Le Rachbam compare l’histoire de Yaakov à celle de la fuite de David devant Avshalom, tous deux se levant au cœur de la nuit et traversant avec leur camp de l’autre côté du Jourdain, vraisemblablement dans la même zone, Mahanaïm.
Quand un Ange fait obstacle à la fuite de Yaakov
Mais les plans de Yaakov sont perturbés lorsqu’il rencontre l’ange, et les deux entrent en lutte. L’ange a été envoyé pour empêcher Yaakov de fuir, le saisissant au dernier moment, après que tout son camp ait traversé. Pendant le combat, l’ange touche la hanche de Yaakov, le blesse et l’empêche de s’échapper dans l’obscurité. Ainsi, le récit du combat s’interprète comme une tentative de fuite qui a échoué, D-ieu envoyant l’ange pour obliger Yaakov à rencontrer Essav.
Cette perspective explique la surprise de Yaakov lorsqu’il lève les yeux et voit Essav s’approcher. Elle explique également le besoin d’organiser à nouveau la famille en urgence, alors que le cours des événements a changé en un instant.
Mais encore faut-il comprendre : Pourquoi D-ieu exige-t-il de Yaakov qu’il rencontre Essav ? N’aurait-il pas été préférable de lui permettre de disparaître tranquillement et d’éviter la confrontation ?
De la Fuite à la Confrontation
En réalité, le passage avec l’ange qui survient au milieu du chemin nous indique un moment crucial dans le développement de Yaakov, porteur d’un message important concernant le passage de l’individuel au collectif.
Yaakov, jusqu’alors, excellait dans l’art de manœuvrer habilement dans les situations difficiles et contourner les problèmes. Il est né second après Essav, lui a acheté le droit d’aînesse, a réussi à obtenir par ruse la bénédiction d’Itshak. Il a travaillé sept années supplémentaires pour obtenir Rachel comme épouse, et lorsqu’il quitte la maison de Lavan, il tente de s’échapper discrètement, même s’il finit par devoir négocier avec lui.
Dans chacune de ces situations, Yaakov s’est attaché à son approche habituelle, et cette capacité lui a réussi tant qu’il agissait à titre individuel ou dans un cadre familial restreint. L’ange l’arrête et lui transmet un message clair : « Tu as fini de fuir. »
Lorsqu’il s’agit d’un peuple et d’une nation, il est nécessaire de confronter les problèmes directement et non de chercher à les esquiver. L’esquive ne résoudra pas les problèmes, mais les aggravera à terme. Bien que tout ce que Yaakov ait fait jusqu’à présent procédait d’objectifs nobles, et qu’il ait été poussé par sa mère Rivka qui avait su cela par prophétie, il doit désormais assumer la responsabilité de ses actes, faire face à son passé et assumer ses droits et devoirs fraternels.

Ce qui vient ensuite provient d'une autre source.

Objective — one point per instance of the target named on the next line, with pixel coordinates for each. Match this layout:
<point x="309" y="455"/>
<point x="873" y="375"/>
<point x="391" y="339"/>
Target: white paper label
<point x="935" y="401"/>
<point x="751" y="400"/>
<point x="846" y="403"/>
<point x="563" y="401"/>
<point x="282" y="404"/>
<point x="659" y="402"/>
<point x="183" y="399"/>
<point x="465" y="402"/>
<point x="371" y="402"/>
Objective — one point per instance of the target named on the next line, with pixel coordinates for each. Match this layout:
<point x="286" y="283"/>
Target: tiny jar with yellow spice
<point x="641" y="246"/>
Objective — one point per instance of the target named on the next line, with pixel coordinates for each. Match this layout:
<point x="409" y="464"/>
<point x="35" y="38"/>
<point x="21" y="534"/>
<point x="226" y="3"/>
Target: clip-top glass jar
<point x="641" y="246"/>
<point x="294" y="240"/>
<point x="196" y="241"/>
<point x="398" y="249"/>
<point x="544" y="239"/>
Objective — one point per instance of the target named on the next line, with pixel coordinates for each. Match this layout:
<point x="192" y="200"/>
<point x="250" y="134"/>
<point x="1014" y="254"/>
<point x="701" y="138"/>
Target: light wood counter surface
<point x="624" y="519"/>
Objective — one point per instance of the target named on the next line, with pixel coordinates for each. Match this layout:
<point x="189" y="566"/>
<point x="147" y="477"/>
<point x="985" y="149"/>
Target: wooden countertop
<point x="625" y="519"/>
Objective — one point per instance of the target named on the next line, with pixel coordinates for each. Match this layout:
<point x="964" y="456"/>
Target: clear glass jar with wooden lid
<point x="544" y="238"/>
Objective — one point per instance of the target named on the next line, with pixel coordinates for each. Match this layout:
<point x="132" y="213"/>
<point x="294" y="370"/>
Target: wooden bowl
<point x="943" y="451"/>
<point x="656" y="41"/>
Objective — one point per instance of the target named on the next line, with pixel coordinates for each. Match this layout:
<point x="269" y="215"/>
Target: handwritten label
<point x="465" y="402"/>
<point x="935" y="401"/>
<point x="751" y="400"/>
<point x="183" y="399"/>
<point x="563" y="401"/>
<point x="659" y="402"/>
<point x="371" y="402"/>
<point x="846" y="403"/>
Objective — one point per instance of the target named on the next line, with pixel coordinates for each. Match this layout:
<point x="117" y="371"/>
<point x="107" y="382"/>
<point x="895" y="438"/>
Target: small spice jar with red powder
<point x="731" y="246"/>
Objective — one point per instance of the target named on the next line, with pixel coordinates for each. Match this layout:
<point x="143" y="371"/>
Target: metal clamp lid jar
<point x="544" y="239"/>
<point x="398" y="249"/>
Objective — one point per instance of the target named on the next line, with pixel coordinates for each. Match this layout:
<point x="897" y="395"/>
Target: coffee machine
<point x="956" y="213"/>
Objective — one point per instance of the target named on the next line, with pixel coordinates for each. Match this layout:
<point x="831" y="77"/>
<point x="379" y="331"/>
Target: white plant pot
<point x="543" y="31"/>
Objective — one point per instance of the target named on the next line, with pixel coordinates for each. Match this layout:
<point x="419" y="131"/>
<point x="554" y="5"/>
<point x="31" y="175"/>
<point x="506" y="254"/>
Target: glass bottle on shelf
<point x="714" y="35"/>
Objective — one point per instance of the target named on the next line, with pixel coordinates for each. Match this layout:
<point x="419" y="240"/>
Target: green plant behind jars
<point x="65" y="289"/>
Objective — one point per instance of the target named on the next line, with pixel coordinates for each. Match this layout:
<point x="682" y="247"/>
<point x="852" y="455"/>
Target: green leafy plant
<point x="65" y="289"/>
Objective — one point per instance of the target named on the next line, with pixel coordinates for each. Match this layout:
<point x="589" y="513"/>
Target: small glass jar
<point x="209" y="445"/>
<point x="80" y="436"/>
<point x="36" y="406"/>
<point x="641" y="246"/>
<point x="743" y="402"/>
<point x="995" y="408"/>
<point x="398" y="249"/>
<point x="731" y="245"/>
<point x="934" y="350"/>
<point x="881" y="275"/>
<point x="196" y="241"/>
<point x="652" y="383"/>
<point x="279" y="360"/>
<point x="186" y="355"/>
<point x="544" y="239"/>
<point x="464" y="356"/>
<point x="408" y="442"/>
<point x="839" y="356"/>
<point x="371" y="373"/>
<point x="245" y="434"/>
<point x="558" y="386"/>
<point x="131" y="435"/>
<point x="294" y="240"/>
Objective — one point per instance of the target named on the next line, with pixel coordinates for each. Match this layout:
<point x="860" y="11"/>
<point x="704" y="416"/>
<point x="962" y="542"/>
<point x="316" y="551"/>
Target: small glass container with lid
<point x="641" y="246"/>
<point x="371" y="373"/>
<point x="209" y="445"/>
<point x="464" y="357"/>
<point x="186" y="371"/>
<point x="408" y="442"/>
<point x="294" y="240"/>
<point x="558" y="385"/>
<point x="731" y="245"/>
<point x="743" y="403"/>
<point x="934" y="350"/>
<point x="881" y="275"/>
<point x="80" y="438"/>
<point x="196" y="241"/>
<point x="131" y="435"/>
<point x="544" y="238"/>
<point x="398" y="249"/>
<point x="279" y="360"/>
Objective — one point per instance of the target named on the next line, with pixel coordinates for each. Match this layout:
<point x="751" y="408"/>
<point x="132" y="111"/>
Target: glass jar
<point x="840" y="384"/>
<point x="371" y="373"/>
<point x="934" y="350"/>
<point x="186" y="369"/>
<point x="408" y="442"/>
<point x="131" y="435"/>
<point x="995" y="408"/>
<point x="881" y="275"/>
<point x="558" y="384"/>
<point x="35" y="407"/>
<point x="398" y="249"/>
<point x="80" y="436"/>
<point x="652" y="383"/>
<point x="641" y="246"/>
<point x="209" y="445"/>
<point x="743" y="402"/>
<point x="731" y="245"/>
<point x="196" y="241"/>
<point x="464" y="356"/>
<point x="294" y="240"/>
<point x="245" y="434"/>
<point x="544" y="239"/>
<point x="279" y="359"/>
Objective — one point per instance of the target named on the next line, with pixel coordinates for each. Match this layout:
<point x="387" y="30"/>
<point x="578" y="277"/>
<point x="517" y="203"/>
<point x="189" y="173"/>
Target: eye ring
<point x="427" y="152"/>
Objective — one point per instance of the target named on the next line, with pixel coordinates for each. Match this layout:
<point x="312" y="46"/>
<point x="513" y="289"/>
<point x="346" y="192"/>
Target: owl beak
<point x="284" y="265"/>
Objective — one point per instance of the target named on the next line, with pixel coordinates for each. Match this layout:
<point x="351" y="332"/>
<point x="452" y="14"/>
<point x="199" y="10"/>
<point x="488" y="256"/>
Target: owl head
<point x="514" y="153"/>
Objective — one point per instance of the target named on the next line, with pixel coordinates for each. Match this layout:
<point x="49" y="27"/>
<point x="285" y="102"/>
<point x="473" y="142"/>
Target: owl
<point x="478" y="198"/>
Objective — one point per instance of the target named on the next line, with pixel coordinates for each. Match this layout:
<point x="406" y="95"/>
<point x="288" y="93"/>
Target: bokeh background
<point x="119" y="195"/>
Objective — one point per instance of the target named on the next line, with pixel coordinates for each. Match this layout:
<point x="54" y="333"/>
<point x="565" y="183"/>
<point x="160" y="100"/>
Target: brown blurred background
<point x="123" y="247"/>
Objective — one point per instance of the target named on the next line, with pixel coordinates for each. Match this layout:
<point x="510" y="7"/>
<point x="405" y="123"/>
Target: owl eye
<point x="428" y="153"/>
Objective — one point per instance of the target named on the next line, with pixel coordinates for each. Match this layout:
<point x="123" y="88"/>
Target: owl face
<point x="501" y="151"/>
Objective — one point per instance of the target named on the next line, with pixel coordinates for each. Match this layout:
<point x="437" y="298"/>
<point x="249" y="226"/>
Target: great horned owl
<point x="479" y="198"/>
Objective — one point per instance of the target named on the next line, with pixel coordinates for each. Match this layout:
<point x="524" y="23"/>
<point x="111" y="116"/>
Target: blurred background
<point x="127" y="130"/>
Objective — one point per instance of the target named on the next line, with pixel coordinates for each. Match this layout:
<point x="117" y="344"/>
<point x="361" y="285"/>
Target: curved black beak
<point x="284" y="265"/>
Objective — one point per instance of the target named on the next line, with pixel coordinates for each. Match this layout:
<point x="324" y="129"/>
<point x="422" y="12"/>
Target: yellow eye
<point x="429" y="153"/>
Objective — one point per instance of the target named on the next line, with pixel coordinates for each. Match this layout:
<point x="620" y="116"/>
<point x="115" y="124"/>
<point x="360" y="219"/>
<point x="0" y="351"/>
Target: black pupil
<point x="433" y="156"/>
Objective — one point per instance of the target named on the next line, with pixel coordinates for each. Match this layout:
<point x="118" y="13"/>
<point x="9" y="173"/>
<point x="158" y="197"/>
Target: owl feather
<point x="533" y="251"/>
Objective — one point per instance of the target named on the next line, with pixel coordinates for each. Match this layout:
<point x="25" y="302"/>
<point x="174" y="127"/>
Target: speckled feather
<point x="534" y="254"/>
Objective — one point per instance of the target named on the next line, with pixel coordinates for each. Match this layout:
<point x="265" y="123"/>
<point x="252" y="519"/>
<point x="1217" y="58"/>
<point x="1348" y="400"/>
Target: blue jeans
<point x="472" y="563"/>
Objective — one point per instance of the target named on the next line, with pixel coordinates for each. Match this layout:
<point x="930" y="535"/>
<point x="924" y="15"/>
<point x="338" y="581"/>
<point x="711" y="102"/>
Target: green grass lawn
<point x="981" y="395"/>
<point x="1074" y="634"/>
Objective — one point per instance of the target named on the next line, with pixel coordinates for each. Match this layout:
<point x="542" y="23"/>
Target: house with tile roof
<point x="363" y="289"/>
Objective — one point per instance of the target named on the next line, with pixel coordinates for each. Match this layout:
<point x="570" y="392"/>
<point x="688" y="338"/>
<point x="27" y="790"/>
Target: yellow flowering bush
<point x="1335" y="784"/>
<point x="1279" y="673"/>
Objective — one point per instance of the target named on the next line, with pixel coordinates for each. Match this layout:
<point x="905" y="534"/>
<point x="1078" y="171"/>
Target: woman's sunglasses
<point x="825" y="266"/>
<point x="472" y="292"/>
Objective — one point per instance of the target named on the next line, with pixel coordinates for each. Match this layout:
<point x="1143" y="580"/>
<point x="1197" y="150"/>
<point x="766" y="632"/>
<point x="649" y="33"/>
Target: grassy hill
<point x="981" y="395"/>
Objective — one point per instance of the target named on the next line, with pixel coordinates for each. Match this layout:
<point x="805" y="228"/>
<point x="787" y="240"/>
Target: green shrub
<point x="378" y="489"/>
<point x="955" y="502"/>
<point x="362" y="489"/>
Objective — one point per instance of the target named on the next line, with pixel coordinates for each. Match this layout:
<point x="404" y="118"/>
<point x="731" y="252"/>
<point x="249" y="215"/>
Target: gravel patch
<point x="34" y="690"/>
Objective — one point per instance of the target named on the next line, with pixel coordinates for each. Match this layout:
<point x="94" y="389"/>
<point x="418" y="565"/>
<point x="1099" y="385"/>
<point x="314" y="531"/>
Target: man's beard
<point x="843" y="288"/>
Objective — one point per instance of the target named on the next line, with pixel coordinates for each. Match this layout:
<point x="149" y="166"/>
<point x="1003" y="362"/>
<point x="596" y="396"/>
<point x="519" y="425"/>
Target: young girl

C’est pourquoi Yaakov est sommé de rencontrer Essav sans se cacher, ce qui le conduit à modifier ses plans et à réorganiser sa famille. Et de fait, l’impensable se produit ! Lorsque Yaakov se tient face à Essav, il découvre la puissance du pardon de son frère, et leur rencontre devient un moment fondateur de réconciliation.
De Yaakov à Israël : De la Tactique à l’Affirmation
C’est ce message que l’ange transmet à Yaakov à travers l’annonce de son nouveau nom « Israël ». L’ange ne lui donne pas immédiatement ce nom, mais lui annonce qu’il l’attend dans le futur. Le nom « Israël » représente le rôle de Yaakov comme chef de nation, mais pour le mériter, il doit relever le défi et prouver sa capacité à affronter ses problèmes face à face.
Le message qu’il reçoit est clair : « Car tu as triomphé » – au sens de confrontation. Yaakov, qui jusqu’alors avait réussi à éviter ses problèmes par des stratagèmes et des manœuvres, est désormais sommé de faire face aux défis. Par-là, l’ange lui lance une invitation au changement et au développement de sa personne. L’ange encourage Yaakov à comprendre que la capacité de diriger et de recevoir le nom « Israël » dépend de ses efforts pour confronter les défis et non les éviter.
Et à quel moment le nom « Israël » se réalise-t-il sur Yaakov ?
Lorsque Dina sort pour voir les filles du pays et est enlevée par Shechem fils de Hamor, Yaakov choisit de garder le silence et de négocier. Il reste attaché à ses anciennes méthodes, mais les fils de Yaakov, la génération suivante, comprennent que le moment est venu de mettre fin à cette approche. Ils déclarent « car une infamie a été commise sur Israël », et ce cri est le premier moment où le nom « Israël » s’inscrit dans la conscience collective de sa descendance.
Ainsi, uniquement après la guerre de Chimon et Lévi contre Shechem, lorsque les fils de Yaakov sont contraints de combattre pour leur honneur et leurs principes, l’Éternel se révèle à Yaakov et lui dit : « Ton nom ne sera plus Yaakov, mais Israël ». C’est le premier moment où le nom « Israël » s’inscrit dans la conscience du peuple, lorsque la nouvelle génération se dresse face aux défis de l’époque et cherche à transformer le cours des choses, à briser le cycle du silence et à agir avec force et courage. À ce moment, Yaakov s’élève au-delà de sa perspective personnelle et accepte l’identité qui le transforme en un peuple à part entière.
« Sois sans crainte ! »
Le récit de Yaakov, tel qu’interprété par le Rachbam, décrit sa tentative de fuir la mission divine, en cela quelque peu semblable à l’histoire de Yona. Mais À la différence de Yona, cette fuite provient d’un sentiment d’infériorité chez Yaakov, qui a obtenu ses ressources par la ruse et vécu dans un constant sentiment de dissimulation.
L’ange, en se tenant face à lui et le défiant, force Yaakov à se confronter à ses faiblesses intérieures. Lorsque Yaakov demande une bénédiction à l’ange, il saisit l’opportunité pour lui révéler sa véritable identité qui sera consacrée par son changement de nom en Israël. C’est un signe qu’il doit désormais cesser de s’appuyer sur la tromperie et se connecter à sa puissance intérieure.
Le prophète Yechaya fait résonner ce message, promettant à Yaakov l’élection divine : « Sois sans crainte, ô mon serviteur Yaakov, Yechouroun, mon élu ! » (Isaïe 44:2). La crainte de Yaakov était si intense qu’une prophétie explicite était nécessaire pour lui rendre sa confiance. L’Éternel souligne son choix de Yaakov, qui ne résulte pas d’une erreur ou d’une confusion d’Itshak, lui conférant ainsi le statut et l’intégrité qui lui reviennent. Aux yeux divins, Yaakov est Yechourun, figure d’intégrité et de détermination.